ThINK from Queens says:
Queens Pride, WHAT DAMN PRIDE. So many neighborhoods look like third world countries with filth & garbage everywhere. Nice homes torn down replaced by third world country cheap apartments complete with balconies used as storage and hanging clothes off of, most lawns completely cemented over, tons of homeless hotel shelters. PLEASE, more like QUEENS CRAP. This borough was destroyed thanks to prostitute elected officials like Melinda Katz, hack do nothing community boards, a lefty progressive mayor whose goal is to destroy every good neighborhood in Queens and the slob people coming in by droves and filling up illegal conversions with 20-30 people.

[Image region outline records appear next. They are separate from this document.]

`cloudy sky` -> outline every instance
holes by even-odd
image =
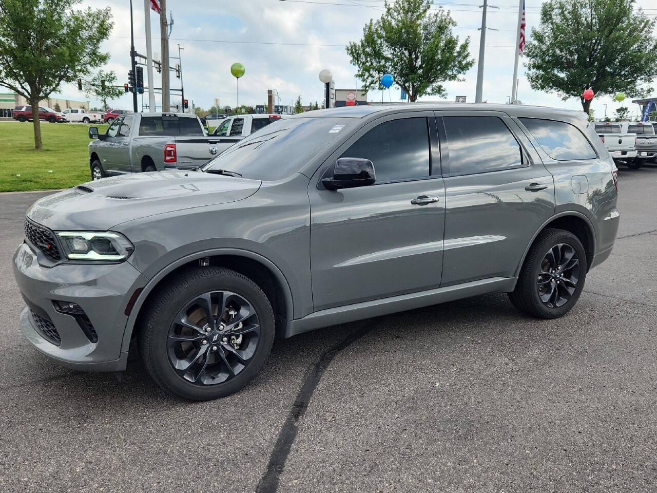
[[[434,0],[433,8],[451,11],[458,27],[455,32],[461,39],[470,38],[470,53],[477,59],[479,53],[481,0]],[[537,26],[542,0],[526,0],[528,32]],[[486,35],[484,99],[503,103],[510,93],[513,76],[513,54],[517,22],[516,0],[493,0],[499,9],[489,8]],[[144,7],[141,0],[134,0],[135,48],[145,54]],[[114,27],[102,49],[111,55],[109,70],[116,72],[120,83],[127,82],[129,69],[130,24],[128,0],[83,0],[83,5],[112,7]],[[651,15],[657,14],[655,0],[637,0],[637,5]],[[185,97],[196,106],[208,108],[215,98],[221,105],[234,105],[235,80],[230,66],[240,62],[246,72],[239,82],[240,103],[264,104],[267,90],[275,89],[283,104],[291,104],[301,95],[304,105],[321,101],[322,84],[318,74],[328,68],[338,89],[359,87],[355,78],[356,69],[350,63],[344,46],[362,36],[363,27],[370,18],[378,18],[383,0],[168,0],[167,9],[173,14],[173,32],[170,39],[171,56],[182,51],[183,77]],[[159,53],[159,17],[150,12],[153,51]],[[499,30],[493,31],[492,29]],[[529,35],[531,35],[530,34]],[[175,63],[175,60],[172,60]],[[521,59],[521,65],[522,59]],[[524,77],[524,68],[519,70],[518,98],[526,104],[581,108],[576,99],[562,101],[555,94],[532,91]],[[157,72],[155,85],[160,86]],[[466,74],[463,82],[447,83],[447,100],[465,95],[474,101],[477,65]],[[144,79],[146,80],[145,72]],[[179,80],[173,76],[172,87],[179,87]],[[657,91],[657,81],[654,87]],[[74,99],[85,99],[74,85],[61,88],[60,95]],[[146,96],[147,95],[145,95]],[[631,95],[628,95],[631,96]],[[131,108],[131,94],[113,103],[118,108]],[[156,97],[160,104],[159,97]],[[147,103],[147,97],[145,102]],[[372,91],[368,99],[380,101],[381,93]],[[399,100],[399,89],[394,86],[385,91],[386,101]],[[423,98],[436,101],[436,97]],[[141,103],[141,101],[140,101]],[[609,99],[596,98],[593,108],[597,116],[611,114],[618,103]],[[99,101],[91,102],[92,106]],[[630,104],[630,109],[639,107]]]

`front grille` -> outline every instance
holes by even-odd
[[[55,235],[49,229],[33,223],[27,218],[25,218],[25,237],[53,262],[62,260]]]
[[[62,338],[59,337],[59,333],[53,323],[53,321],[49,318],[45,318],[37,314],[34,311],[30,310],[32,319],[36,325],[37,331],[41,334],[41,337],[51,344],[59,346],[62,342]]]

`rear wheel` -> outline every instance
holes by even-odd
[[[513,305],[538,318],[558,318],[572,308],[584,289],[586,252],[570,231],[547,228],[538,236],[525,259]]]
[[[102,165],[101,164],[101,162],[97,159],[91,163],[91,179],[95,181],[97,179],[100,179],[101,178],[104,178],[107,176],[105,174],[104,170],[102,169]]]
[[[153,380],[193,400],[242,388],[264,365],[273,340],[273,312],[262,290],[218,267],[183,272],[158,289],[139,335]]]

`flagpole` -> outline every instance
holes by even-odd
[[[520,0],[520,5],[518,7],[518,30],[516,34],[516,59],[513,63],[513,79],[511,83],[511,103],[518,99],[518,85],[516,83],[516,79],[518,78],[518,60],[520,55],[520,23],[522,21],[522,4],[524,0]]]
[[[156,111],[155,91],[153,87],[153,56],[150,48],[150,0],[144,0],[144,20],[146,24],[146,71],[148,77],[148,111]]]

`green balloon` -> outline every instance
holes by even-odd
[[[241,63],[237,62],[231,65],[231,73],[233,77],[237,77],[238,79],[244,74],[245,70],[244,66]]]

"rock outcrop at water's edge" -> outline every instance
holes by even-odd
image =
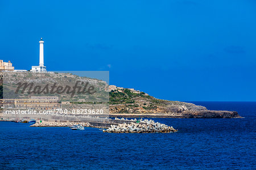
[[[172,118],[234,118],[237,112],[209,110],[203,106],[161,100],[135,90],[110,86],[110,117]]]

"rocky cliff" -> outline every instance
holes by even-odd
[[[233,118],[237,112],[209,110],[192,103],[156,99],[143,92],[110,86],[110,113],[113,117]]]

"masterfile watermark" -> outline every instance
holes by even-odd
[[[103,109],[55,109],[53,110],[36,109],[15,109],[6,110],[3,112],[6,114],[106,114]]]
[[[57,83],[55,83],[52,86],[49,84],[44,86],[35,85],[34,83],[19,82],[16,84],[15,94],[18,94],[21,90],[20,94],[23,94],[27,90],[28,94],[70,94],[73,97],[76,94],[94,94],[96,92],[95,87],[92,85],[89,85],[88,82],[84,82],[77,80],[74,86],[71,87],[68,85],[56,86]],[[34,86],[35,85],[35,86]]]

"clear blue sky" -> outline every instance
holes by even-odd
[[[181,101],[256,101],[256,1],[0,1],[0,59],[16,69],[109,70]]]

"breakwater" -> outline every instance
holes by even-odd
[[[130,122],[119,124],[117,125],[111,125],[110,128],[104,130],[103,132],[106,133],[172,133],[177,130],[172,126],[168,126],[159,122],[155,122],[154,121],[147,119],[141,120],[139,123]]]

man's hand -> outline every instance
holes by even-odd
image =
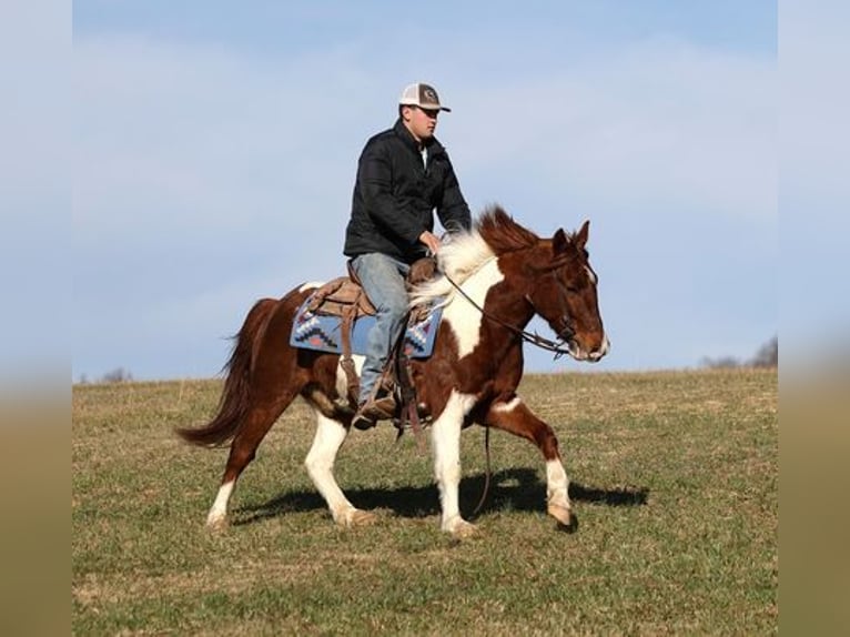
[[[439,250],[439,237],[427,230],[419,235],[419,243],[424,243],[432,254],[436,254]]]

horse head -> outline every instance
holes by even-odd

QUEENS PRIDELESS. Look at photos of Queens just 20 years ago, let alone 30-40 years ago and compare it to the over developed garbage dump it is now.
March 30, 7:40 am
The Filth of Forest Hills from Forest Hills says:
You mean pride, like the problematic homeless hotel (Comfort Inn - Kew Gardens) for single men, many who panhandle and drink right out on the Skid Row of Forest Hills (78 Ave to 82nd Street).

You mean pride like the filth and litter that litters Queens Blvd.

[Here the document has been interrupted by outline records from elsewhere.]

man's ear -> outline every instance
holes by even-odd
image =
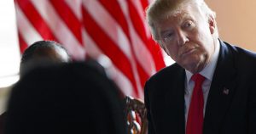
[[[163,46],[163,44],[161,44],[161,42],[158,42],[158,44],[161,47],[161,48],[166,52],[166,53],[170,56],[169,53],[166,51],[166,48],[165,47],[165,46]]]
[[[212,15],[210,15],[208,17],[208,24],[209,24],[209,29],[210,29],[211,34],[212,35],[216,30],[216,20]]]

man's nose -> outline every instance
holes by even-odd
[[[182,31],[177,31],[177,43],[178,46],[183,46],[189,41],[187,34]]]

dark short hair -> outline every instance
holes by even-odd
[[[5,126],[5,134],[126,133],[119,90],[87,62],[31,70],[12,90]]]
[[[67,52],[67,50],[60,43],[55,41],[38,41],[29,46],[23,53],[20,64],[26,63],[33,58],[35,52],[38,48],[59,48]],[[68,53],[67,53],[68,55]]]

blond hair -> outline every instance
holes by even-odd
[[[171,15],[179,13],[185,3],[197,5],[201,11],[206,15],[206,19],[212,17],[215,20],[215,12],[207,6],[204,0],[155,0],[146,10],[146,19],[151,29],[154,40],[156,42],[159,41],[155,23],[165,20]],[[217,27],[215,35],[216,36],[218,36]]]

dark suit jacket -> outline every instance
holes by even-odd
[[[185,70],[177,64],[145,85],[148,134],[184,134]],[[256,134],[256,54],[220,41],[204,134]]]

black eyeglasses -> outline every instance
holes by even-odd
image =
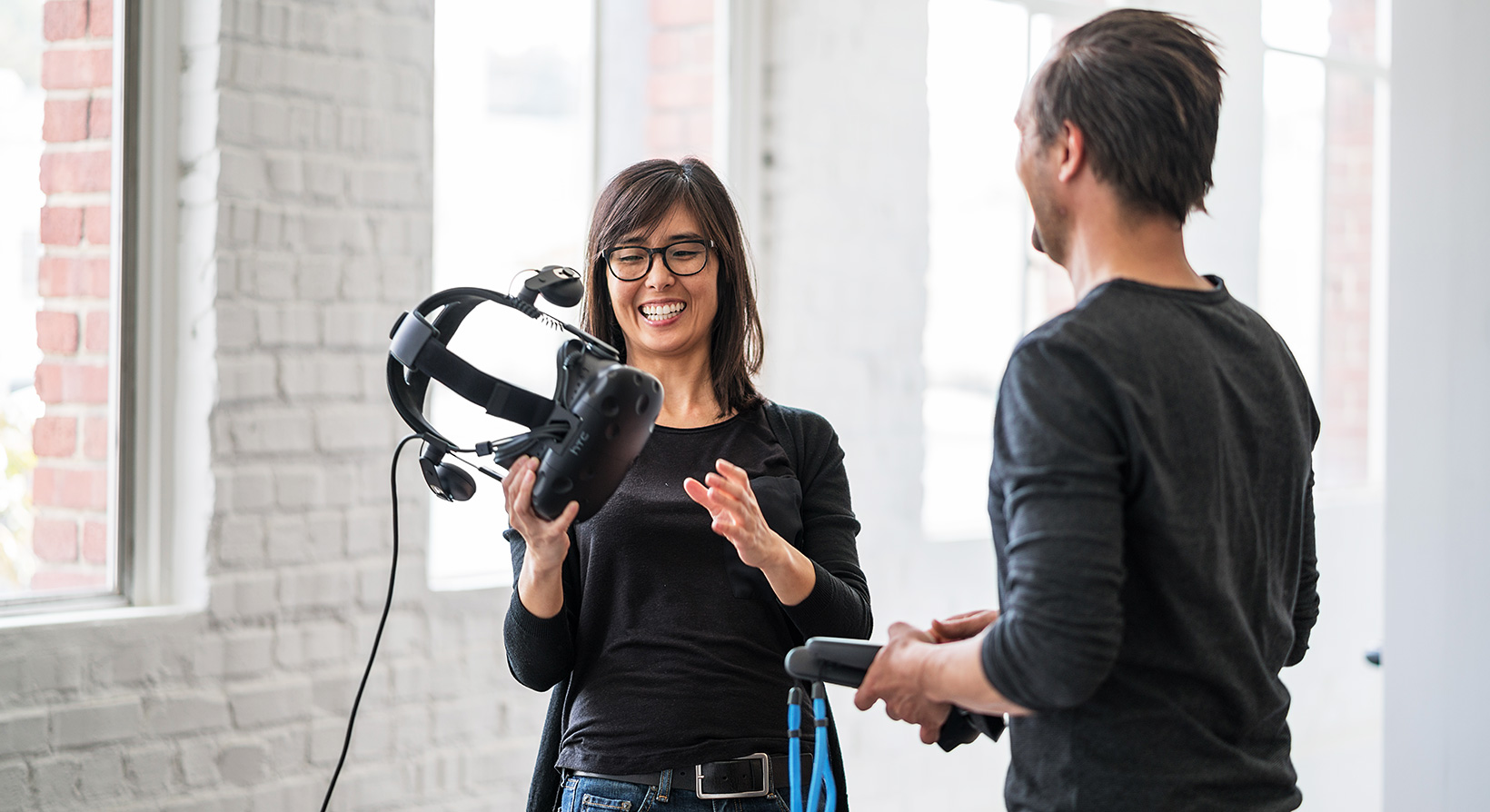
[[[636,282],[651,273],[653,255],[662,255],[662,264],[676,276],[693,276],[709,265],[709,249],[714,240],[684,240],[660,249],[647,246],[617,246],[600,252],[611,276],[621,282]]]

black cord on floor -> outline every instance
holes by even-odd
[[[331,785],[326,787],[326,800],[320,802],[320,812],[331,806],[331,793],[337,788],[337,778],[341,776],[341,766],[347,763],[347,749],[352,748],[352,726],[358,721],[358,706],[362,705],[362,690],[368,687],[368,675],[372,673],[372,660],[377,659],[377,644],[383,641],[383,626],[387,624],[387,612],[393,606],[393,581],[398,578],[398,454],[410,440],[419,440],[411,434],[398,441],[393,448],[393,463],[389,466],[387,486],[393,495],[393,563],[387,568],[387,599],[383,600],[383,617],[377,621],[377,633],[372,635],[372,653],[368,654],[368,667],[362,670],[362,684],[358,685],[358,697],[352,700],[352,715],[347,717],[347,738],[341,742],[341,758],[337,758],[337,770],[331,773]]]

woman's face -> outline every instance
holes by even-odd
[[[708,243],[699,221],[682,204],[675,204],[650,231],[623,234],[615,246],[660,249],[684,240]],[[626,362],[647,367],[657,362],[709,358],[709,331],[718,313],[718,252],[709,249],[703,270],[676,276],[668,270],[662,253],[651,256],[647,276],[621,282],[606,270],[615,320],[626,335]]]

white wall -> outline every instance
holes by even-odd
[[[1490,4],[1393,10],[1386,806],[1484,809]]]
[[[387,584],[404,432],[383,364],[393,317],[431,279],[432,1],[158,7],[185,7],[185,177],[180,270],[171,252],[148,267],[179,273],[180,299],[143,317],[179,319],[182,361],[155,359],[179,411],[145,404],[176,456],[155,472],[171,493],[142,544],[200,562],[174,574],[176,597],[204,606],[6,621],[6,811],[316,809]],[[544,697],[507,673],[505,590],[425,587],[414,469],[334,808],[519,808]],[[495,527],[490,541],[505,544]]]

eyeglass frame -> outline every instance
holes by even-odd
[[[699,243],[699,244],[705,246],[705,249],[703,249],[705,250],[703,265],[699,265],[697,271],[678,273],[678,271],[672,270],[672,265],[668,264],[668,249],[675,247],[675,246],[685,246],[688,243]],[[617,250],[621,250],[621,249],[645,250],[647,252],[647,270],[642,271],[641,276],[633,276],[630,279],[626,279],[621,274],[615,273],[615,268],[611,267],[611,253],[617,252]],[[614,276],[618,282],[636,282],[639,279],[647,279],[647,274],[651,273],[653,258],[660,253],[662,255],[662,267],[668,268],[668,273],[670,273],[672,276],[694,276],[694,274],[703,273],[703,270],[709,267],[708,252],[711,252],[711,250],[715,250],[714,240],[702,240],[702,238],[678,240],[676,243],[668,243],[666,246],[663,246],[660,249],[651,249],[651,247],[647,247],[647,246],[611,246],[611,247],[608,247],[608,249],[605,249],[605,250],[600,252],[600,262],[605,262],[605,270],[611,276]]]

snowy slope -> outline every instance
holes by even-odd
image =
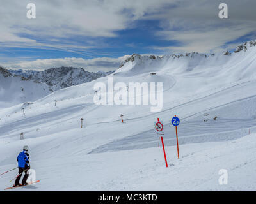
[[[255,190],[256,47],[244,46],[227,55],[134,55],[110,75],[115,82],[163,82],[159,112],[150,105],[95,105],[93,85],[108,84],[108,76],[54,92],[28,105],[25,116],[22,104],[1,110],[1,172],[15,166],[26,144],[41,182],[19,191]],[[179,160],[170,124],[175,114]],[[168,168],[154,130],[157,117]],[[218,184],[220,169],[228,170],[228,185]],[[0,188],[15,175],[0,177]]]
[[[51,92],[44,83],[25,80],[13,76],[5,69],[0,69],[0,109],[36,101]]]
[[[8,71],[13,75],[24,76],[27,80],[46,83],[49,89],[52,91],[88,82],[112,73],[112,71],[89,72],[83,68],[73,67],[52,68],[44,71],[21,69]]]

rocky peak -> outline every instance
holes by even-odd
[[[12,76],[12,73],[9,72],[6,69],[0,66],[0,74],[2,74],[4,77]]]
[[[255,45],[256,45],[256,41],[255,40],[251,40],[246,43],[244,43],[240,45],[238,45],[237,47],[236,50],[234,51],[234,52],[239,52],[242,50],[244,50],[244,52],[246,52],[248,48],[250,48],[250,47],[252,47],[253,46],[255,46]]]

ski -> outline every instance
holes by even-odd
[[[36,181],[35,181],[35,182],[29,182],[29,183],[28,183],[28,184],[26,184],[26,185],[18,186],[15,186],[15,187],[7,187],[7,188],[4,189],[4,190],[15,189],[15,188],[19,187],[24,187],[24,186],[28,186],[28,185],[31,185],[31,184],[32,184],[38,183],[38,182],[40,182],[40,180],[36,180]]]

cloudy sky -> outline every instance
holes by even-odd
[[[36,6],[28,19],[27,4]],[[220,19],[220,3],[228,18]],[[116,69],[134,53],[232,50],[256,39],[256,1],[1,0],[0,64]]]

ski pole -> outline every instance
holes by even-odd
[[[12,171],[12,170],[14,170],[17,169],[17,168],[18,168],[18,167],[16,167],[16,168],[13,168],[13,169],[11,170],[9,170],[9,171],[7,171],[6,172],[0,174],[0,176],[1,176],[2,175],[5,174],[5,173],[8,173],[8,172],[10,172],[10,171]]]
[[[28,168],[26,169],[26,170],[24,170],[24,171],[23,171],[22,172],[21,172],[20,174],[18,174],[18,175],[17,175],[16,177],[15,177],[14,178],[12,179],[12,180],[10,181],[10,182],[12,182],[14,179],[17,178],[20,175],[22,175],[22,174],[23,173],[23,172],[24,172],[24,171],[28,171]]]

You mean the garbage dumped and the graffiti inside the Austin Street Pedestrian walkway.

That kind of pride, while hack Queens BP Melinda Katz, who lives in the area NEVER talks about those issues as well as the Forest Hills hack city council hack, Karen Koslowitz.

Shove your Queens Pride, there is no such thing. I mean have any of you walked around Queens in the past 10 years. SE Queens, Jamaica, Richmond Hill, parts of Forest Hills, Corona, East Elmhurst, Jackson Heights, Woodside, Sunny side and the completely over-developed and totally overpriced LIC.

NO PRIDE is more like it.
March 30, 9:28 am
Joey from Whitestone says:
There is no pride. It’s. No laws. It’s a third world country. With all it’s garbage
March 30, 10:52 pm
Queens NO PRIDE from Queens says:
Want to see Queens Crap, I mean Queens Pride look here:

There is no such thing as Queens Pride, because there is NO PRIDE, lots of Queens Third World Crap, but Queens Pride, they disappeared years and years ago, thanks to pandering do nothing elected officials and do nothing city agencies like DOB that never enforces quality of life issues.
March 31, 4:53 pm
Queens NO PRIDE for YEARS from Queens says:
Really, you had to the audacity to put up this article knowing that you would actually have to go back at least 25 years to see some Queens Pride. Since then it has been the invasion of third world crap, garbage and filth, not too mention 20-30 people to a one family house, 2 garbage cans overflowing with mounds of trash, the cementing over off all grass, trees and anything green. Watch any documentary about third world countries (India, Bangladesh, Yemen, most of the middle east, etc and you will see a mirror image of Queens as far as shoddy apartments, garbage and filth.